The fragile transition government that succeeded President Ali Abdullah Saleh in 2012 following mass protests failed to address multiple human rights challenges in 2014. Violations in the context of several different armed conflicts, legally sanctioned discrimination against women, child offenders facing the death penalty, child marriage, child soldiers, attacks against journalists, unlawful detention, human trafficking of migrants, and lack of accountability for the previous government’s human rights violations all persisted.
All sides committed laws of war violations in fighting that broke out repeatedly in different parts of the country in 2014, involving multiple actors including the Yemeni armed forces, Houthi rebels, Islamist fighters, and the Islamist armed group Al-Qaeda in the Arabian Peninsula (AQAP).
In September, following instances of security forces using excessive force against Houthi protesters, a four-day armed conflict rocked Sanaa as Houthi armed forces took the capital. The fighting in Sanaa ended on September 21 with the signing of a peace agreement, the resignation of the prime minister, and the formation of a new government in November.
By September 2014, 334,512 people across Yemen were officially registered as internally displaced due to fighting.
Yemen’s parliament voted in January 2012 to give former President Ali Abdullah Saleh and his aides immunity from prosecution. In September 2012, however, Saleh’s successor, President Abdrabuh Mansour Hadi, decreed the creation of an independent commission of inquiry to investigate alleged rights abuses committed during the 2011 uprising, and recommend measures to hold perpetrators accountable and afford redress to victims. By November 2014, Hadi had still to nominate the inquiry’s commissioners and no progress had been achieved.

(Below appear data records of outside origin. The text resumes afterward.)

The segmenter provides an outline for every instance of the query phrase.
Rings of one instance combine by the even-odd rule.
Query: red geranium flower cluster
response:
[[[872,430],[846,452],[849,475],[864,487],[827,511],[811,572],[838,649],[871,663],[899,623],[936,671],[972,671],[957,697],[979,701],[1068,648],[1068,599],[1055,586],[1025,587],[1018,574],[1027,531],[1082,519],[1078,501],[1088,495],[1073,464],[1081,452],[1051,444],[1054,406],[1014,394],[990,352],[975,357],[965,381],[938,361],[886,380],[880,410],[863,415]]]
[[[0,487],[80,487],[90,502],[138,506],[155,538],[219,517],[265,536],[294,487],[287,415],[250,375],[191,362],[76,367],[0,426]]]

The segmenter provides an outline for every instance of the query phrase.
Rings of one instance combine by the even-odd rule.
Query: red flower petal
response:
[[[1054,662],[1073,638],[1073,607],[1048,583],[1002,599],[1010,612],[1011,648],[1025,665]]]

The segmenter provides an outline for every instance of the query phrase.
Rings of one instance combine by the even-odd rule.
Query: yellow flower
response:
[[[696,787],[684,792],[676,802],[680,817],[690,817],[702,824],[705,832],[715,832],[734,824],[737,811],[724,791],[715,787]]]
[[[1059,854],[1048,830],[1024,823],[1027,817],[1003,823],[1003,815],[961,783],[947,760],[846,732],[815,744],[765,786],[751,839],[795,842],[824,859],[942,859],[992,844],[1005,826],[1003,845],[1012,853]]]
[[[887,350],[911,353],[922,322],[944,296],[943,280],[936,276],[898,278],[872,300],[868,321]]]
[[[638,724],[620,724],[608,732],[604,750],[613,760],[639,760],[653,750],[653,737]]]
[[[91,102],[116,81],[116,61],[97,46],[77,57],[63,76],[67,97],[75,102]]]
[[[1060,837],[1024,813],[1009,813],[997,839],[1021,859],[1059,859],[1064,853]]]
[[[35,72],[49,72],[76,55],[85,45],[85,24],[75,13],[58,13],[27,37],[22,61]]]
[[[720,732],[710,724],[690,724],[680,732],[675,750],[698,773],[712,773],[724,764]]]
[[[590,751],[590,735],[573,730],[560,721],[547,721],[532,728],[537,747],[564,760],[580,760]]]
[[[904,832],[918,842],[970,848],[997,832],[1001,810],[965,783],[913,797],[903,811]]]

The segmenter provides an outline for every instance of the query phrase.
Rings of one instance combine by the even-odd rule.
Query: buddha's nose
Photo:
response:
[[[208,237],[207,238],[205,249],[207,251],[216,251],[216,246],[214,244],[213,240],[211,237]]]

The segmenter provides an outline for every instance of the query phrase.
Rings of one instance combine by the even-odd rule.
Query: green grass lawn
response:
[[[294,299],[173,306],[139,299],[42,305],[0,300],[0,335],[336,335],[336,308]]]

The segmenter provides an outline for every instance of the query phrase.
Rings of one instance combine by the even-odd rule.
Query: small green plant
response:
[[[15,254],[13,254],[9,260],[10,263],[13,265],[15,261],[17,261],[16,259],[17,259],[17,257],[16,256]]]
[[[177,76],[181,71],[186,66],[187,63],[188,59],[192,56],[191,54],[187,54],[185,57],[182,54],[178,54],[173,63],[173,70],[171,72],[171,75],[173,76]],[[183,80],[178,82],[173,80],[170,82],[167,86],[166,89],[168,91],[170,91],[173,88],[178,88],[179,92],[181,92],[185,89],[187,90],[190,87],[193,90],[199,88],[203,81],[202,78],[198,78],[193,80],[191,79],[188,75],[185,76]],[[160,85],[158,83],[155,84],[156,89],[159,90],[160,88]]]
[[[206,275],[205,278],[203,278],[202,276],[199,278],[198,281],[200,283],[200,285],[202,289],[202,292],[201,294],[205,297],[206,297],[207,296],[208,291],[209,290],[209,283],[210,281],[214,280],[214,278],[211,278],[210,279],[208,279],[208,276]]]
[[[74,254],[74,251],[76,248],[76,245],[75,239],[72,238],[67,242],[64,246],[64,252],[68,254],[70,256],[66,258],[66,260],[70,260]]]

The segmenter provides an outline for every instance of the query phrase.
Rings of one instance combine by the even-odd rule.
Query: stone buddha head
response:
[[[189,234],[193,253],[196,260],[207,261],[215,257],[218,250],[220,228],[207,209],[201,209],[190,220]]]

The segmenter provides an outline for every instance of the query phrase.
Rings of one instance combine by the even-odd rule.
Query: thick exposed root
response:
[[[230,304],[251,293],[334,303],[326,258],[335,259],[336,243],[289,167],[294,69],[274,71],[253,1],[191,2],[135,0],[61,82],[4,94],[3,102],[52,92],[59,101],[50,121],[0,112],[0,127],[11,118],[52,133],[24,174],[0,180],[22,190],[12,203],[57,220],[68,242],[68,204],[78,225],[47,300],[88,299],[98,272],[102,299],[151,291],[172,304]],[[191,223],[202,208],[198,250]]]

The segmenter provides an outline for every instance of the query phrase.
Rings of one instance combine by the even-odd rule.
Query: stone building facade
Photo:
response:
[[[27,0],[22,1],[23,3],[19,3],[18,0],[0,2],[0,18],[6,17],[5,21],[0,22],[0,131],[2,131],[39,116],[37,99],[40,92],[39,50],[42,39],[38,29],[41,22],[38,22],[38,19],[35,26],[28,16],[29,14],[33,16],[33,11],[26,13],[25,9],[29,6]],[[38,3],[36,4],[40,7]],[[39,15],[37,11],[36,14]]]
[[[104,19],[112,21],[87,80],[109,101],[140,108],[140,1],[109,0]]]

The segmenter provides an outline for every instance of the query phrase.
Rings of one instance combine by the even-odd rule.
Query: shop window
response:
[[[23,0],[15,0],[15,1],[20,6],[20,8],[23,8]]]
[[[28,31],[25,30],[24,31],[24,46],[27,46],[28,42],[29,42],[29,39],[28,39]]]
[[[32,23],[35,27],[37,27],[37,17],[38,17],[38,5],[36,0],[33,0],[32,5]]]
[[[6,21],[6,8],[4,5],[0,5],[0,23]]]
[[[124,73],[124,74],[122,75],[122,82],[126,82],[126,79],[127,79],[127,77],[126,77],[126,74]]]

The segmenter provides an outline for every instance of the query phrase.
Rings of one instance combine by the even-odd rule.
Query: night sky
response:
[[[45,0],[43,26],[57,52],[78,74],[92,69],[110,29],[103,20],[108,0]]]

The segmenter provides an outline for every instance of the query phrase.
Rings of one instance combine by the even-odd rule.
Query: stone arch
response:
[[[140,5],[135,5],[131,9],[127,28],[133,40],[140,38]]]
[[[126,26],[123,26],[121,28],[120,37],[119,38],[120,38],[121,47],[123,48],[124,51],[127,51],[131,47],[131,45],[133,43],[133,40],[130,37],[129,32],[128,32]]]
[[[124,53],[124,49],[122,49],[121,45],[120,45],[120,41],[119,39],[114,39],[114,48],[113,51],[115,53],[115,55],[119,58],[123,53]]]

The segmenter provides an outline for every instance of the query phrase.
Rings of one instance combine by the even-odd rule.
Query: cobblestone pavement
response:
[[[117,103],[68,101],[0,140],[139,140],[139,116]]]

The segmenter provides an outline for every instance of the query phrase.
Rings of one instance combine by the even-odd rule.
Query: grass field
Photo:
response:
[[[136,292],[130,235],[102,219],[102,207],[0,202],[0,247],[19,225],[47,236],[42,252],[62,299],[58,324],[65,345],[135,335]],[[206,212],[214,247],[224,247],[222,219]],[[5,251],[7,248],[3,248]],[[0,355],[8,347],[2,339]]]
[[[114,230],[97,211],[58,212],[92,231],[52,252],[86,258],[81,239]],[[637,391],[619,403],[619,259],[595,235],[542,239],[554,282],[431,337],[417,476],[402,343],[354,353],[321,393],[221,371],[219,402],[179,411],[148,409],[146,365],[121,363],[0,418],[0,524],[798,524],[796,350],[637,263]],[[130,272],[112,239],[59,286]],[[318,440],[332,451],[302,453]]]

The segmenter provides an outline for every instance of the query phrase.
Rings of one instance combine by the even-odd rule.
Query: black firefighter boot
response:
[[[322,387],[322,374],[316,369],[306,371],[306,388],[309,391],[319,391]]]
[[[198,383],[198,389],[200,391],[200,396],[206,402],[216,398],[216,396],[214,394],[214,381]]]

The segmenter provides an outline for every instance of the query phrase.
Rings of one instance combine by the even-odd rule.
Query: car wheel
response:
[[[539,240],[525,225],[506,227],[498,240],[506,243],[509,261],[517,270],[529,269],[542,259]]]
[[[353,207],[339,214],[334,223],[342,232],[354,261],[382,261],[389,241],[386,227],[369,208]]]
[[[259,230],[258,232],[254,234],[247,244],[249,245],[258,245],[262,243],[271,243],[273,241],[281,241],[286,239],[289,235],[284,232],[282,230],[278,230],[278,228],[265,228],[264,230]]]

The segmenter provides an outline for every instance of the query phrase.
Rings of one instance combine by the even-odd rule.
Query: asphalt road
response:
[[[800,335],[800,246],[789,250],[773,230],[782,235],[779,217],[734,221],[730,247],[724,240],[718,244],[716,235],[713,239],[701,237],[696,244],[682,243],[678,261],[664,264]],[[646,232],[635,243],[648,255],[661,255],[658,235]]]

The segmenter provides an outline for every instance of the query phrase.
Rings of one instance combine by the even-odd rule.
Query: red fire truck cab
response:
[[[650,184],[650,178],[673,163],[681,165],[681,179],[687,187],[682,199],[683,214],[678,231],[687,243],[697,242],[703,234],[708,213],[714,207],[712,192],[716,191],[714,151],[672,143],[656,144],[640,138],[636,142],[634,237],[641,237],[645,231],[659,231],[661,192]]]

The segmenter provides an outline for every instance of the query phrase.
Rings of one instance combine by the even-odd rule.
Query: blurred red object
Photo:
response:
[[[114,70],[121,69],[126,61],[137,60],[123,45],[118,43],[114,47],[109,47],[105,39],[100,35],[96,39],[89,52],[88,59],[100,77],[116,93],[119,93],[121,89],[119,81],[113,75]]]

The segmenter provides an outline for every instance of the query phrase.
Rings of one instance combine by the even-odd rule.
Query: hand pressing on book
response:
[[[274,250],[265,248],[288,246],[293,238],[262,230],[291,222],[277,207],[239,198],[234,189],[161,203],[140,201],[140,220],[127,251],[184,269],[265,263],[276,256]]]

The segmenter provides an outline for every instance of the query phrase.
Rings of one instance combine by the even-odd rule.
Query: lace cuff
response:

The government failed to implement human rights reforms recommended at the 10-month-long national dialogue conference (NDC) that concluded in January 2014. The NDC made hundreds of human rights and other recommendations for legal reforms and relating to the drafting of a new constitution. However, the government took no significant steps to address the issue of accountability for past human rights crimes by establishing a national human rights institution or passing a transitional justice law, as the NDC had recommended.
In response to NDC recommendations, in June the minister of social affairs and labor and the minister of legal affairs jointly submitted a draft transitional justice law for cabinet review. In November, both it and another bill on looted funds had yet to be transmitted to parliament by the cabinet.
According to media reports, AQAP militants seized a hospital and two medical centers in Shabwa governorate in southern Yemen on April 20, following a series of government airstrikes that targeted AQAP training camps in the region. After forcibly evacuating the hospital’s medical staff, AQAP militants reportedly brought in a number of their own doctors to treat their wounded. In addition, according to Yemeni media, suspected AQAP militants opened fire on a minibus carrying staff members from a military hospital in Aden, southern Yemen, on June 15, killing at least six people and wounding at least nine others. Human Rights Watch was not able to independently verify these reports.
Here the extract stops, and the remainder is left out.